Configuring the BAM pipeline

The BAM pipeline exposes a number options, including the maximum number of threads used, and the maximum number of threads used for individual programs, the location of JAR files, and more. These may be set using the corresponding command-line options (e.g. –max-threads). However, it is also possible to set default values for such options, including on a per-host bases. This is accomplished by executing the following command, in order to generate a configuration file at ~/.paleomix/bam_pipeline.ini:

$ paleomix bam_pipeline run --write-config

The resulting file contains a list of options which can be overwritten:

[Defaults]
max_threads = 16
log_level = warning
jar_root = /home/username/install/jar_root
bwa_max_threads = 1
progress_ui = quiet
temp_root = /tmp/username/bam_pipeline
jre_options =
bowtie2_max_threads = 1
ui_colors = on

Note

Options in the configuration file correspond directly to command-line options for the BAM pipeline, with two significant differences: The leading dashes (–) are removed and any remaining dashes are changed to underscores (_); as an example, the command-line option –max-threads becomes max_threads in the configuration file, as shown above.

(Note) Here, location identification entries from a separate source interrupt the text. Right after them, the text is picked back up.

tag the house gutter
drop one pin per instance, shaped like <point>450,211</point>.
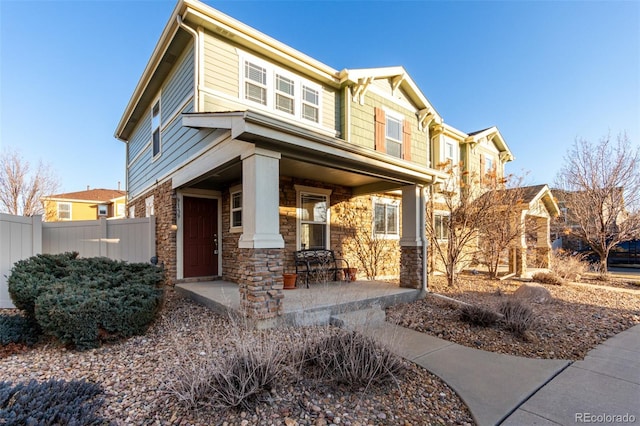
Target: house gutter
<point>423,235</point>
<point>196,60</point>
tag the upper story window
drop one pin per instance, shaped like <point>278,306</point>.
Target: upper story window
<point>155,128</point>
<point>449,151</point>
<point>279,90</point>
<point>285,94</point>
<point>255,86</point>
<point>310,104</point>
<point>386,218</point>
<point>441,226</point>
<point>149,206</point>
<point>64,211</point>
<point>394,136</point>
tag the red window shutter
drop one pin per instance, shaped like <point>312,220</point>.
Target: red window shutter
<point>406,140</point>
<point>380,130</point>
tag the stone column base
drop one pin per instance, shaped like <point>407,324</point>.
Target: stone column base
<point>261,282</point>
<point>411,267</point>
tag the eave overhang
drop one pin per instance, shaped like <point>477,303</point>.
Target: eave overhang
<point>197,14</point>
<point>301,143</point>
<point>492,134</point>
<point>361,79</point>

These values will be used by the pipeline, unless the corresponding option is also supplied on the command-line. I.e. if “max_threads” is set to 4 in the “bam_pipeline.ini” file, but the pipeline is run using “paleomix bam_pipeline –max-threads 10”, then the max threads value is set to 10.

Note

If no value is given for –max-threads in ini-file or on the command-line, then the maximum number of threads is set to the number of CPUs available for the current host.

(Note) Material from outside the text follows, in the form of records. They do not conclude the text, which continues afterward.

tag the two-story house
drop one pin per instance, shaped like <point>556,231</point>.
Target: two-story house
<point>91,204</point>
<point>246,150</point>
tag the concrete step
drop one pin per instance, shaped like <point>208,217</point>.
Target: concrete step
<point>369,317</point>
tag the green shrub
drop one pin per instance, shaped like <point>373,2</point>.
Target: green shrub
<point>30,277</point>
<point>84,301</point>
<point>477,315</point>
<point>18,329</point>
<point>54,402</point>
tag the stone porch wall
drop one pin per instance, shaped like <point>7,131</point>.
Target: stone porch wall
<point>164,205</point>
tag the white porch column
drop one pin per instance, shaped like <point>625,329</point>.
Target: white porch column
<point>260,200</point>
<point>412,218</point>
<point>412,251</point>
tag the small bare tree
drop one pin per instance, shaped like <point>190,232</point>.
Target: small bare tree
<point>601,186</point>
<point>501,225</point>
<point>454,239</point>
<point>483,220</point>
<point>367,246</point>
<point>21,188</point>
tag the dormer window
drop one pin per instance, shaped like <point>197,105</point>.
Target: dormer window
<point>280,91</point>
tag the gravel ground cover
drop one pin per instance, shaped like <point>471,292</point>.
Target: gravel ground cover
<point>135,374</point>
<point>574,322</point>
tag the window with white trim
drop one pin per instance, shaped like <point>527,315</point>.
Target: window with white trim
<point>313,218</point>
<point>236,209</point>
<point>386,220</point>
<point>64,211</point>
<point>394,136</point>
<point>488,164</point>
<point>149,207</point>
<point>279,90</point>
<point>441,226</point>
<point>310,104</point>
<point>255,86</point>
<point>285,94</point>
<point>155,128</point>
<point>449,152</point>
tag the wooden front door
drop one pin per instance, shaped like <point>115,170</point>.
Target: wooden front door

It is furthermore possible to set specific options depending on the current host-name. Assuming that the pipeline was run on multiple servers sharing a single home folder, one might set the maximum number of threads on a per-server basis as follows:

[Defaults]
max_threads = 32
[BigServer]
max_threads = 64
[SmallServer]
max_threads = 16

The names used (here “BigServer” and “SmallServer”) should correspond to the hostname, i.e. the value returned by the “hostname” command:

$ hostname
BigServer

Any value set in the section matching the name of the current host will take precedence over the ‘Defaults’ section, but can still be overridden by specifying the same option on the command-line.